To learn more about the dehydrated Venue object part, see the DehydratedVenue docs. To learn more about the other stuff, read below:


String: The URL where you can access this work.
id: "https://doi.org/10.7717/peerj.4375"


Boolean: Set to true if the work hosted here can be read for free, without registration.
is_oa: true


String: The version of the work, based on the DRIVER Guidelines versioning scheme. Possible values are:.
  • publishedVersion: The document’s version of record. This is the most authoritative version.
  • acceptedVersion: The document after having completed peer review and being officially accepted for publication. It will lack publisher formatting, but the content should be interchangeable with the that of the publishedVersion.
  • submittedVersion: the document as submitted to the publisher by the authors, but before peer-review. Its content may differ significantly from that of the accepted article.
version: "publishedVersion"


String: The license applied to this work at this host. Most toll-access works don't have an explicit license (they're under "all rights reserved" copyright), so this field generally has content only if is_oa is true.
license: "cc-by"

The OpenAccess object

The OpenAccess object describes access options for a given work. It's only found as part of the Work object.

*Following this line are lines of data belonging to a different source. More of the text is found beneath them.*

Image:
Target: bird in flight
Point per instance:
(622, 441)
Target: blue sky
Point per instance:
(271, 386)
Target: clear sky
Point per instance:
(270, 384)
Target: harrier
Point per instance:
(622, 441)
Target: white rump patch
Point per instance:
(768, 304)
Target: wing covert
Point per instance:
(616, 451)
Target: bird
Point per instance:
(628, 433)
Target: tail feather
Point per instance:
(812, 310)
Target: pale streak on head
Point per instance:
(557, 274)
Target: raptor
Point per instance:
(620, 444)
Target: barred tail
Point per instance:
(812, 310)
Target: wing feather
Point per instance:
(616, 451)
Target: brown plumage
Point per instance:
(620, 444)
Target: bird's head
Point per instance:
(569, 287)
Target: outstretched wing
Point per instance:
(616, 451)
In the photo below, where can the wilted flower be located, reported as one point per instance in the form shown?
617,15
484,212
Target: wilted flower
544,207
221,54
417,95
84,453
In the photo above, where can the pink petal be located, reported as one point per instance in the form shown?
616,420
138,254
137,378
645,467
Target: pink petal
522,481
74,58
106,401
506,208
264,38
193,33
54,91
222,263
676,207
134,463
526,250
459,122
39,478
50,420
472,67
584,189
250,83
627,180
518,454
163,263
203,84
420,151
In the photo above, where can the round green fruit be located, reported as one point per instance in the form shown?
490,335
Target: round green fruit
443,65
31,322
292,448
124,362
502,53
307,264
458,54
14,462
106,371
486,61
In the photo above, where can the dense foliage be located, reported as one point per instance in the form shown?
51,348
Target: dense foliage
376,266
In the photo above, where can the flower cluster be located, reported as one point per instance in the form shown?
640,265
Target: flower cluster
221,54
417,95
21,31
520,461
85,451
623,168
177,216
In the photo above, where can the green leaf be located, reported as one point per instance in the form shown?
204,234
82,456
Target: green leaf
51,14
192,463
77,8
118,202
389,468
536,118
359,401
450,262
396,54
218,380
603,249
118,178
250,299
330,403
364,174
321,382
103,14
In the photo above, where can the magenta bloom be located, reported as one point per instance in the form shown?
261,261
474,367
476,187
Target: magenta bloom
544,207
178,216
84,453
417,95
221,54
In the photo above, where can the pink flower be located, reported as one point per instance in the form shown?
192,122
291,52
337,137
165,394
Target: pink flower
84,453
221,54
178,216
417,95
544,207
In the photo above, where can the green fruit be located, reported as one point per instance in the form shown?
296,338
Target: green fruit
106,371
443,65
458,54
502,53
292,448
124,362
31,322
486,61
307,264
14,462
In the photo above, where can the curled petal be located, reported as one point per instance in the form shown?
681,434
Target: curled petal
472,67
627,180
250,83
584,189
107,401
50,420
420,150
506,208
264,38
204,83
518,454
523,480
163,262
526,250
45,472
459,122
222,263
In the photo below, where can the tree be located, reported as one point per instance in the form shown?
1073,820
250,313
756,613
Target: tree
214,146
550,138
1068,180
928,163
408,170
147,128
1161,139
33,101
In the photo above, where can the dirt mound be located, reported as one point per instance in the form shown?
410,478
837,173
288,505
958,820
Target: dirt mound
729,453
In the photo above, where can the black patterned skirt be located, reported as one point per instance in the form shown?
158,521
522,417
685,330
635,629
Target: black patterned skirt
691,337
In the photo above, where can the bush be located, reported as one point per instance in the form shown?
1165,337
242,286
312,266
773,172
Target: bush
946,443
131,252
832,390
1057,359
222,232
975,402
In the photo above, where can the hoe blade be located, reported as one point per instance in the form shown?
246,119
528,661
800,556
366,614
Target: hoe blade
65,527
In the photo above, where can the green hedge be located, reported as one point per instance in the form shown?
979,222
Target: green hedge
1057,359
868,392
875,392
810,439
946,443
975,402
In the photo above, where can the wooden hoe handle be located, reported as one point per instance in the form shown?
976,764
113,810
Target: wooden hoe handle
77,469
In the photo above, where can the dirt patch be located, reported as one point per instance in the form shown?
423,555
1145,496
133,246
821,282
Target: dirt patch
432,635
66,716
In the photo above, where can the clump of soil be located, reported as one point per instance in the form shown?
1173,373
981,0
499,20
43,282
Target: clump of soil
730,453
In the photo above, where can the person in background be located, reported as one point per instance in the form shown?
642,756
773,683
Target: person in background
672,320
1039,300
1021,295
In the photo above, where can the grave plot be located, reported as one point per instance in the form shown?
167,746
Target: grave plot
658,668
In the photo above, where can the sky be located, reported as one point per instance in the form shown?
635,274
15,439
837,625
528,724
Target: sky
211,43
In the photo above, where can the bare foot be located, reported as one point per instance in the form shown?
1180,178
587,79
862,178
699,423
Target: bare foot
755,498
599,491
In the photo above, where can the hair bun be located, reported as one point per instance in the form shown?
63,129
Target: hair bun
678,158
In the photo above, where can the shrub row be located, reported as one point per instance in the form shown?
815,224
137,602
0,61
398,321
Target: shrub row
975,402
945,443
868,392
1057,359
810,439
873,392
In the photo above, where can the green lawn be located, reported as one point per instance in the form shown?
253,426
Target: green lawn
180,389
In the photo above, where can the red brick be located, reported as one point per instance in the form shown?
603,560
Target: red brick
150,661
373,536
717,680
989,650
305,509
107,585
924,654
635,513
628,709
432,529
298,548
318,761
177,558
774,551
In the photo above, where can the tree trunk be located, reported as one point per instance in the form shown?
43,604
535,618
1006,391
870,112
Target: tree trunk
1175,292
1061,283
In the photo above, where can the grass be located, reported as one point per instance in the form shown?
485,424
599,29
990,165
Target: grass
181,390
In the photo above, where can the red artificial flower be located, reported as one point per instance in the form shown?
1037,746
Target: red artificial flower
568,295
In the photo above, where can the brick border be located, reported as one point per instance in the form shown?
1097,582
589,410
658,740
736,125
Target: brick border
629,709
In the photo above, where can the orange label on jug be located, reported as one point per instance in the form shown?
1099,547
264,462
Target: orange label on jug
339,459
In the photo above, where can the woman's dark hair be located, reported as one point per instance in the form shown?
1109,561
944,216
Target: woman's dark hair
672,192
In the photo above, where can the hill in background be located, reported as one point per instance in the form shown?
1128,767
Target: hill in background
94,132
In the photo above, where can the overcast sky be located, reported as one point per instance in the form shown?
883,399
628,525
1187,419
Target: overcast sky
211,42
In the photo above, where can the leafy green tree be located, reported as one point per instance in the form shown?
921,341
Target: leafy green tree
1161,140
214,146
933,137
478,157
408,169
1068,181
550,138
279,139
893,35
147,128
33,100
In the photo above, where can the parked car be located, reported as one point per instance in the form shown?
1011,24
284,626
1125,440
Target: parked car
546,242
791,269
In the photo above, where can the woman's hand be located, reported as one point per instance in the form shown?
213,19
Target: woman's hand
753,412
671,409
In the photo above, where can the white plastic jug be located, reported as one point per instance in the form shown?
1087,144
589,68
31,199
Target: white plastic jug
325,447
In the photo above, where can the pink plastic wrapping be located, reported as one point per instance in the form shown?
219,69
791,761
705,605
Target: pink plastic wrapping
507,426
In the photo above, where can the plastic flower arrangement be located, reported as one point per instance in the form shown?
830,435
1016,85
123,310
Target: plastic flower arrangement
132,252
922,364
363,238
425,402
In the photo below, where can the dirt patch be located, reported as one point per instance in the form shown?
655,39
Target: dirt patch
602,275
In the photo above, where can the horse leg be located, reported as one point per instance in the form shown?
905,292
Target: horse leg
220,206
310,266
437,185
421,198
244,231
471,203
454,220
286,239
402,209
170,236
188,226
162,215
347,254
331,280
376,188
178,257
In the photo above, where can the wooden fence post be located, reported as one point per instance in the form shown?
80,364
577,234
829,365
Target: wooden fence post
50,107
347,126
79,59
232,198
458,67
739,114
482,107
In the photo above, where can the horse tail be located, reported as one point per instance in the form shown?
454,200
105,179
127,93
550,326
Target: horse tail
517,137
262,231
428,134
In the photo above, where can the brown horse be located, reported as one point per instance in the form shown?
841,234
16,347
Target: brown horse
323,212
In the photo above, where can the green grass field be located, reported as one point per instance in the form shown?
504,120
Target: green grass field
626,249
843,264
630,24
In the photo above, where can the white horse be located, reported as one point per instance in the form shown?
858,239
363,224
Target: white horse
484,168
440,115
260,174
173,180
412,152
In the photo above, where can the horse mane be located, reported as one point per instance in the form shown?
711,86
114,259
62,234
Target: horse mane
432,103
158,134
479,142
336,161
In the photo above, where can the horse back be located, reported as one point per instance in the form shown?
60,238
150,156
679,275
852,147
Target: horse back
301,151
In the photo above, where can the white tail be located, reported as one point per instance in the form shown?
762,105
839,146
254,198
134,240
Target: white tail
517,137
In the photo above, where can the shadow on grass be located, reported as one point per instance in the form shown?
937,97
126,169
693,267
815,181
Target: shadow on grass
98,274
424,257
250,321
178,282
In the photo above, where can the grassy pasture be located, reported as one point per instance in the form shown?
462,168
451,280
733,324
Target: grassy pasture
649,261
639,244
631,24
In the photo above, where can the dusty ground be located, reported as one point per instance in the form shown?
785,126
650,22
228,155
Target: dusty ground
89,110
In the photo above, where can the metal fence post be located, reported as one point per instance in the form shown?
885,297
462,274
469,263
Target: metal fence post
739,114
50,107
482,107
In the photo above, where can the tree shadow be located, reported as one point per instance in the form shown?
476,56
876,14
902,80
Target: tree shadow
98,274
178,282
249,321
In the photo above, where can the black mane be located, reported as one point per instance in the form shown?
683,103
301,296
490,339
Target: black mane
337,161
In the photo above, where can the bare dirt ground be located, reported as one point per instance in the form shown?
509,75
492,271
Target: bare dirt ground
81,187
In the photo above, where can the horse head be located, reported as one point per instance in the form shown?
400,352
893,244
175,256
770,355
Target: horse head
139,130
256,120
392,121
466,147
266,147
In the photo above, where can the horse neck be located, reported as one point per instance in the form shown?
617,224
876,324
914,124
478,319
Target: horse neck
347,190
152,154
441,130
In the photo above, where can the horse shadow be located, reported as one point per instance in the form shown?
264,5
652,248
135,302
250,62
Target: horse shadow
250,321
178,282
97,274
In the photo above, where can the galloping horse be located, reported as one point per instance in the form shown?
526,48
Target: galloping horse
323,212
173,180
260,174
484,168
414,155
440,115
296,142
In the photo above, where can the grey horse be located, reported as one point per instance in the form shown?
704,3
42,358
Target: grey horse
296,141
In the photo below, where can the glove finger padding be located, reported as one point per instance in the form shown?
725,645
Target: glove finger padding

Boolean: True if this work is Open Access (OA).
There are many ways to define OA. OpenAlex uses a broad definition: having a URL where you can read the fulltext of this work without needing to pay money or log in. You can use the alternate_host_venues and oa_status fields to narrow your results further, accommodating any definition of OA you like.
is_oa: true


String: The Open Access (OA) status of this work. Possible values are:
  • gold: Published in an OA journal that is indexed by the DOAJ.
  • green: Toll-access on the publisher landing page, but there is a free copy in an OA repository.
  • hybrid: Free under an open license in a toll-access journal.
  • bronze: Free to read on the publisher landing page, but without any identifiable license.
  • closed: All other articles.
oa_status: "gold"


String: The best Open Access (OA) URL for this work.
Although there are many ways to define OA, in this context an OA URL is one where you can read the fulltext of this work without needing to pay money or log in. The "best" such URL is the one closest to the version of record.
This URL might be a direct link to a PDF, or it might be to a landing page that links to the free PDF
oa_url: "https://peerj.com/articles/4375.pdf"

The Ngram object

Ngram objects are only available via the API.


String: Group of words (or numbers, letters, etc) that exist together in the work. This can be a five-gram, four-gram, trigram, bigram, or unigram.
ngram: "energy formula into a functional"


Integer: How many tokens are in the ngram.
ngram_tokens: 5


Integer: How many times this ngram occurred in the work.
ngram_count: 1


Float: How often the ngram occurred in the work.
Caution: This data was taken directly from the General Index and we've not tested term_frequency against actual articles. You can read about their data extraction process on the General Index website. If you compare term_frequency against articles we would like to hear how it went!